Within days of the former empress landing on Pandataria, an order arrived from Rome for Octavia to be put to death. Her guards acted at once. As she was tightly bound by the centurions and soldiers, she appealed to them to spare her—she was the daughter of Claudius, the niece of Germanicus, she reminded them. She had been the obedient stepdaughter of Agrippina, Germanicus’s daughter. She had committed no crime. But the unsympathetic Praetorians coldly ignored her pleas. Every vein on her arms and legs was slit open. There she lay, surrounded by the soldiers, as her heart pumped out her lifeblood. But the day was cold; her blood congealed; she would not die.

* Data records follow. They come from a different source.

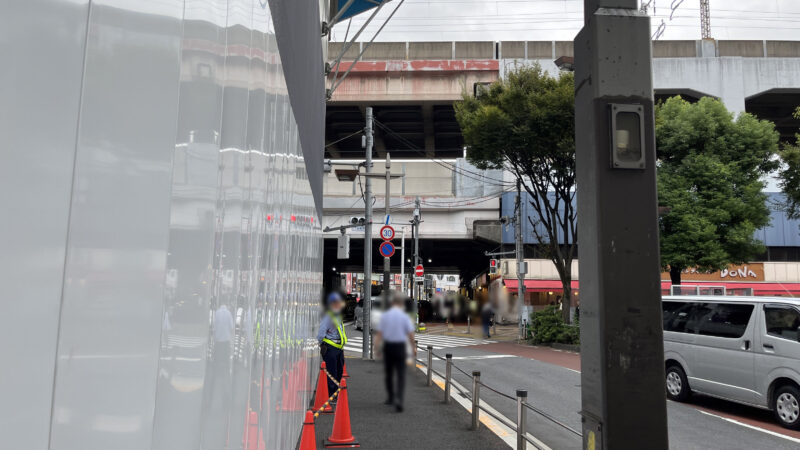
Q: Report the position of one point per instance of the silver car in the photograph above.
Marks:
(742, 349)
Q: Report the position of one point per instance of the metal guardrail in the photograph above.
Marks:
(521, 399)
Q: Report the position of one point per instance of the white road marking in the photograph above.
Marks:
(484, 357)
(752, 427)
(499, 428)
(437, 342)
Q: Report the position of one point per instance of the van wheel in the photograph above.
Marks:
(787, 406)
(677, 384)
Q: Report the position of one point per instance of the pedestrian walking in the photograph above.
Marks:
(486, 318)
(332, 338)
(395, 331)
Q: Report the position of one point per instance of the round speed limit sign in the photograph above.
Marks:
(387, 233)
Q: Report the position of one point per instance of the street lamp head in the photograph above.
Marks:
(566, 63)
(346, 174)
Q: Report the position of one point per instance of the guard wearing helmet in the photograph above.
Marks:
(332, 338)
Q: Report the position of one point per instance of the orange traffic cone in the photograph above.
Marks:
(342, 435)
(308, 440)
(322, 391)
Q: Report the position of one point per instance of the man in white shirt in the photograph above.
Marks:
(395, 330)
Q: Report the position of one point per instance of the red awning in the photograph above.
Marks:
(764, 289)
(538, 285)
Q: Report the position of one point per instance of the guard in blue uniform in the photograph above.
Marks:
(332, 338)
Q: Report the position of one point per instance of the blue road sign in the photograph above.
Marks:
(386, 249)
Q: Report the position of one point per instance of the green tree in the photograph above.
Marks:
(789, 175)
(710, 167)
(525, 123)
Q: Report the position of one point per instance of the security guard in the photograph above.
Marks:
(332, 338)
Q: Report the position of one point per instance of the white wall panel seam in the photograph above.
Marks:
(168, 223)
(69, 219)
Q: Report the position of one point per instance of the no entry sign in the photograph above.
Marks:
(386, 249)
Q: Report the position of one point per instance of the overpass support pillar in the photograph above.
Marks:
(622, 379)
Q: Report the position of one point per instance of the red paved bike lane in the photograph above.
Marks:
(745, 415)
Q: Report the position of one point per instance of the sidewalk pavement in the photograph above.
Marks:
(426, 422)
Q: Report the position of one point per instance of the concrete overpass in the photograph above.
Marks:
(412, 84)
(412, 87)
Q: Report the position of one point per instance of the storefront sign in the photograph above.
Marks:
(744, 272)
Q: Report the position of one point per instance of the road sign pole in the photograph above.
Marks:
(415, 236)
(366, 345)
(387, 261)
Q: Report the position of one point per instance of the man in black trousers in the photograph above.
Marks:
(396, 331)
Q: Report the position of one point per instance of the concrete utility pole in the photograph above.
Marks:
(387, 263)
(521, 265)
(403, 261)
(366, 346)
(415, 233)
(622, 350)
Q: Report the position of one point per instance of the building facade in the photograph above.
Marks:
(161, 237)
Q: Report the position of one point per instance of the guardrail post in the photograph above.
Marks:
(430, 365)
(522, 397)
(476, 398)
(448, 374)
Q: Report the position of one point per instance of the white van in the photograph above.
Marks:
(743, 349)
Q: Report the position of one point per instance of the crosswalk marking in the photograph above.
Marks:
(438, 342)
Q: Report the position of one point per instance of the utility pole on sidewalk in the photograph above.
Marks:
(623, 400)
(366, 345)
(522, 266)
(415, 233)
(387, 263)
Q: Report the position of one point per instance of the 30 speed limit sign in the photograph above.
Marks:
(387, 233)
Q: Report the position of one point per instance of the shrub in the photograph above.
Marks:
(547, 327)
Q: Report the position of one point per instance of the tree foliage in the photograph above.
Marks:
(789, 175)
(547, 327)
(525, 123)
(709, 182)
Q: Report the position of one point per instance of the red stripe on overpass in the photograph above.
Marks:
(467, 65)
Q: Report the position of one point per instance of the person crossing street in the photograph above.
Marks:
(332, 338)
(395, 330)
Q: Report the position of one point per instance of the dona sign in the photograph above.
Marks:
(748, 272)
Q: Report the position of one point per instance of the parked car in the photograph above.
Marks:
(742, 349)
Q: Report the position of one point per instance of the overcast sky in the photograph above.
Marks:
(560, 20)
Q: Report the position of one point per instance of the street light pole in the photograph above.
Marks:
(622, 351)
(366, 346)
(415, 231)
(386, 261)
(521, 266)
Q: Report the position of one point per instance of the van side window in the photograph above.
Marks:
(676, 316)
(782, 321)
(727, 320)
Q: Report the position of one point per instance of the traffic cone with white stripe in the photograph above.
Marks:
(322, 391)
(308, 440)
(342, 435)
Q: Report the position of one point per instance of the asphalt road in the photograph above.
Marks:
(556, 390)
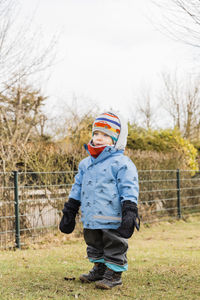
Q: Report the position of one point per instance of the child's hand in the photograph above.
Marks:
(68, 222)
(130, 219)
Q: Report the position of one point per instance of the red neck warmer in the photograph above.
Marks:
(95, 151)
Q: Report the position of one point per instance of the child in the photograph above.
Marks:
(106, 188)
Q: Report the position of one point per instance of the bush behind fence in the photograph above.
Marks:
(31, 203)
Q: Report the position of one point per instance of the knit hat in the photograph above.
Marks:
(109, 124)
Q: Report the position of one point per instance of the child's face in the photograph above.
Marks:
(100, 138)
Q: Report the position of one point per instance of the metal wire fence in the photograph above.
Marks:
(31, 203)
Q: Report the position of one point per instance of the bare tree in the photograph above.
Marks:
(180, 19)
(20, 112)
(181, 99)
(145, 110)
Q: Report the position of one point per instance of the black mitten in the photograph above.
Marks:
(130, 219)
(68, 222)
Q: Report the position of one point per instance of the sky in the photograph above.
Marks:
(108, 52)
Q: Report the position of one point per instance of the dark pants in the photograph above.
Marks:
(106, 245)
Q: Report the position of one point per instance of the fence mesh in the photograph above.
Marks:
(164, 194)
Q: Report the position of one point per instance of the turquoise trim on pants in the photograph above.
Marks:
(115, 268)
(97, 260)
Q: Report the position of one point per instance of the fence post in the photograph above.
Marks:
(17, 221)
(178, 193)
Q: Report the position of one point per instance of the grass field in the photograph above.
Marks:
(164, 263)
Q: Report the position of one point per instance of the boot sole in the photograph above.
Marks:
(103, 286)
(84, 280)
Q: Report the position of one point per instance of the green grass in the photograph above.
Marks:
(164, 263)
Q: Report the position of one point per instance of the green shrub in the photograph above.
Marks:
(180, 152)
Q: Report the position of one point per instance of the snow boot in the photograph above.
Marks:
(110, 279)
(95, 274)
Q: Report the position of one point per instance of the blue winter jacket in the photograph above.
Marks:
(101, 185)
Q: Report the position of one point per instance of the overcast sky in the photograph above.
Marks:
(107, 50)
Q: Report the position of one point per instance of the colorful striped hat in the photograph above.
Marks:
(109, 124)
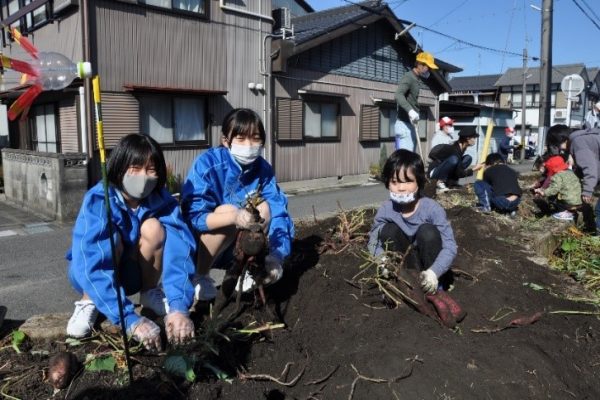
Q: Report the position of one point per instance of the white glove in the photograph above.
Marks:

Impatient to end the business, the centurion in charge had Octavia carried to the island’s bathhouse. A ferociously hot bath was prepared. When its steam filled the room, Octavia was plunged into the scalding hot water. There she died. Once her body had been retrieved, the centurion sliced off the twenty-year-old’s head. This was sent to Rome to prove that the execution order had been carried out. Sabina, the new empress, asked to see the severed head of her predecessor, and when it was brought to her, viewed it with morbid satisfaction. This latter act was, in the view of Tacitus, who detailed Octavia’s death, the most appalling part of the entire episode.¹

Seneca had failed to prevent either the execution of Octavia or Nero’s marriage to Sabina. With his influence waning, and with Nero increasingly avoiding him, Seneca, who was now sixty-five, decided that he should retire while he could. Seeking and receiving a private audience with Nero, he thanked the emperor for having made him wealthy and powerful and for ranking him among the most famous men of Rome. That he had been honored with such wealth and power was all the more significant, he said, because he came from a provincial family that, before him, had never advanced beyond the Equestrian Order. Craftily, he offered to allow his properties to be managed by the emperor’s agents and to be included in Nero’s estate, while he himself went into quiet retirement. “I can no longer bear the burden of my riches, and need help.”¹

Nero graciously replied, praising his former tutor and faithful chief secretary, and thanking him for all he had done for him over the years. He hid his delight at being freed from Seneca’s disapproving presence at the Palatium and permitted him to retire, even making a show of urging him to come to him at any time if he felt he should offer advice on any matter. And so Seneca surrendered the ornamental dagger he wore as his badge of office as chief secretary, then withdrew from the palace and from public life. Previously he had been surrounded by a multitude of clients and traveled with a vast train of servants and dependents. Now he kept a low profile and a small entourage, moving quietly from one of his country estates to another, writing plays and long philosophical letters and rarely visiting Rome.

With Seneca out of the way, Praetorian prefect Tigellinus now planted seeds of doubt in Nero’s mind about his coprefect, Rufus. Tigellinus’s principal accusation was that Rufus had been too close to Agrippina, who had engineered his early promotion. Ironically, no one had been closer to Agrippina than Tigellinus, who had been convicted of adultery with her. But he was able to persuade Nero not to confide in Rufus. While Rufus found himself losing Nero’s favor, Tigellinus was given more and more responsibility by the emperor. Increasingly, Tigellinus became a new Sejanus, brutally terrorizing every class of Roman society. In Nero’s name he destroyed on false charges any rich man whose wealth approached that of the emperor, including the immensely rich Pallas, who, when he had retired as secretary for finances prior to Seneca’s withdrawal from the Palatium, had amassed a fortune even greater than Seneca’s.

Meanwhile, at Anzio in A.D. 63, Sabina, the new empress, bore Nero a baby girl, Claudia Augusta. The child would die of ill health before reaching her second birthday. Her death would be a harbinger of a tragic future for Nero. His death, and the unraveling of the mystery involving the murder of his grandfather Germanicus, were not far off.